Please Give Me Freedom From The Pursuit of Happiness
Politically speaking we might say that the goal we fight for is a world in which people are free to pursue their highest ambition. In practice this involves many difficult and complex debates concerning the freedoms of groups relative to the freedom of individuals as well as a host of practical limitations and cultural realities that make such a goal so elusive and difficult. However the type of freedom that I am interested in is not the freedom to pursue your highest ambition but rather the freedom from the pursuit of your highest ambition.
Something that I am exploring at the moment in my writing is the way that the pursuit of that thing which we believe will satisfy our soul is deeply destructive. It is a common belief that society will function best when its population is able to pursue what they desire. A pursuit that is constrained in only minimal ways (protecting others, making sure that contracts are honored etc.). The idea is that a happy society is one in which we have the ability, hypothetically at least, to gain the fame, money, relationship, creative venture, lover etc. that we seek. If these dreams are not even unlikely but practically impossible to achieve then, whether we realize it or not, we effectively live in a type of oppressive, totalitarian society that will lead to nothing but a discontented, depressed and angry population.
However the problem is that the drive to achieve what we believe will make us whole and complete is not, as most think, some self-interested, selfish act that can lead to happiness. If anything it manifests itself as a profoundly self-destructive, selfless venture not unlike the Zombie's pursuit of brains. Take the example of someone who is seeking fame and recognition above all else. The problem is that they allow everything else to suffer. One can see the negative effect of this drive in the broken relationships, the stress and the ill-health that results from the insatiable pursuit. If the person were to sit down and do a cost/benefit analysis of their drive in a dispassionate utilitarian manner they would likely see that their obsession is not enhancing their life but actually destroying it. Indeed often people who are driven to pursue something like wealth, money or fame are painfully aware of this reality. At certain points they will even, over a drink, confess that their desire is not liberating but rather oppressive and that they would like to be free of it so that they might be able to more fully enjoy the relationships, possessions and lifestyle they already have. Hence Freud's fascinating work on the Death Drive and the beyond of the Pleasure Principle (ideas that explain how we actually act in non-utilitarian ways, seeking something that is damaging to our self-interests – a subject I want to take up in future books).
What we see here is the way that the freedom to pursue our highest ambitions is not experienced as a freedom from some oppressive system but is itself often felt to be deeply oppressive. This is something that Mother Teresa noted when she visited the US. During her time she noted a poverty and oppression that hid in the material wealth and political freedom enjoyed here. For such political freedom often leads to a society with greater material wealth and better opportunities for the population. Things that are to be valued highly. However unless we also have the freedom from the pursuit of our highest ambition this political freedom, far from offering us an escape from oppression, can be experienced as one of the most psychologically powerful forms of oppression.

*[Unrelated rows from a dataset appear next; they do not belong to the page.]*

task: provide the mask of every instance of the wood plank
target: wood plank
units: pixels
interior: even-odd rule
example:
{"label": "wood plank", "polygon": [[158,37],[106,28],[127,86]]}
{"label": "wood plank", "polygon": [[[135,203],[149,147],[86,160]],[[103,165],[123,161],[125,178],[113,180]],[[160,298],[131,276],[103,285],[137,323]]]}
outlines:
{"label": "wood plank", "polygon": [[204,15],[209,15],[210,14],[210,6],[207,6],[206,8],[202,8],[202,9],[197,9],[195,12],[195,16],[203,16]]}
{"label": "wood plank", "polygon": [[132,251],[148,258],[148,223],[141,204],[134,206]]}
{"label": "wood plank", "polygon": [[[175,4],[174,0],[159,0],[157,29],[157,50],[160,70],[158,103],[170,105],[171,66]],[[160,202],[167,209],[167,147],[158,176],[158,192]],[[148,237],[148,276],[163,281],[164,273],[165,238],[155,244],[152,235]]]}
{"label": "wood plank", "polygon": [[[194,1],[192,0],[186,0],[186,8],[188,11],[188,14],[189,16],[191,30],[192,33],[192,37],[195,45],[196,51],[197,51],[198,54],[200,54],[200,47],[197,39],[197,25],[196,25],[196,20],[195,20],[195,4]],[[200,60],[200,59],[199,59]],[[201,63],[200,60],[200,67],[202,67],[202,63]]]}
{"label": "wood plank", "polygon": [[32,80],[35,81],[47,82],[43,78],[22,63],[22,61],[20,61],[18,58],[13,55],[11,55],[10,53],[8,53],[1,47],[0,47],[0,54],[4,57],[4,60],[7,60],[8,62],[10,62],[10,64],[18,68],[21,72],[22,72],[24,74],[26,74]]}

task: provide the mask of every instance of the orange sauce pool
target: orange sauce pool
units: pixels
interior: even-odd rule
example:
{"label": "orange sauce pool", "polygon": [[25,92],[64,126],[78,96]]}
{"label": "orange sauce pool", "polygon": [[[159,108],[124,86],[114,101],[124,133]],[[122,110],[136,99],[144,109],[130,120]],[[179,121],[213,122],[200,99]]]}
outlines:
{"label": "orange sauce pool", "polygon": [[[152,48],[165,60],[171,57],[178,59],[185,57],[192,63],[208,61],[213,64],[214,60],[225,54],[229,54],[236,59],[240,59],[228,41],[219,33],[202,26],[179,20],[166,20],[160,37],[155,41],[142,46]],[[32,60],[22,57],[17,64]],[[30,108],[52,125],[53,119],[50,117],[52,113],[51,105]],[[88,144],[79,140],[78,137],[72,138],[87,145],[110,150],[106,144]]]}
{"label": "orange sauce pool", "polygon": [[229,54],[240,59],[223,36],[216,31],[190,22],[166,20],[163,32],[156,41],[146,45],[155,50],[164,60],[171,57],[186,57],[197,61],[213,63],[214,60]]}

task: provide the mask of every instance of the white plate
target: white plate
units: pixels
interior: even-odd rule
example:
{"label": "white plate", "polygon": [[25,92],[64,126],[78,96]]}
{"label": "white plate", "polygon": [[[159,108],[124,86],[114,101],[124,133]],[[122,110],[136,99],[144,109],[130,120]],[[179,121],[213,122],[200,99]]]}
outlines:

For the first type of oppression is one that is imposed upon us (the inability to pursue our happiness). It is then experienced as an external limit. This means that even if we cannot pursue what we desire we can maintain an inner protest, "I may not be allowed to get what I truly want but I don't accept it". This is somewhat similar to a child who is forced by their parents to go and visit a relative that they don't really like. The child is not given a choice, but is able to internally resist, maintaining a position in which they go to see the relative while imagining the freedom they might have if they were older and didn't have to.
However, in contrast to this, the type of oppression that comes from our ability to pursue what we want does not allow us to maintain this inner protest. For now there is no external constraint being impossed. The message one gets from society is, "there are no limits, go on, pursue whatever you like." The problem here is that we now have no-one to blame for our unhappiness. We cannot say to ourselves, "I would be happy if only this Government was overthrown." We are free to pursue what we want, indeed we are actively encouraged to do so everywhere we turn. Popular films, music and magazines all seem to be telling us the same thing, "Go for it." In this way we discover that the voice which tells us, "just do it," is actually more insidiously oppressive than the voice which says, "you can't do it." For one simple reason, the latter is an external constraint that allows us to maintain a small inner protest while the former gets under our skin. It is a voice that implicitly tells us that we can't blame anyone but ourselves for our enduring lack of fulfillment. It is this that Mother Teresa put her finger on when she saw all the depression and sadness of the developed world, something that she did not experience to the same degree in Calcutta at the time. For her it was more insidious because blatant poverty could be seen and addressed, but this psychological poverty was experienced from "within" the person as a demon dwelling beneath the surface of our skin. It was a poverty that had found a way to hide in the most unlikely of places: in wealth itself.
What if we had sites in our life where we could be free from the pursuit of our highest ambition? Places in our week were we can give up all the things we aim for and just embrace the friends we have, the beauty around us and the little moments of grace that we abide within? This is one of my visions for the reconfigured church – a community that is not a place where we go to pursue some highest pleasure (heaven, ecstatic experience, an escape from our everyday life) but rather the place where we lay all that down and learn how to smile deeply about the here and now.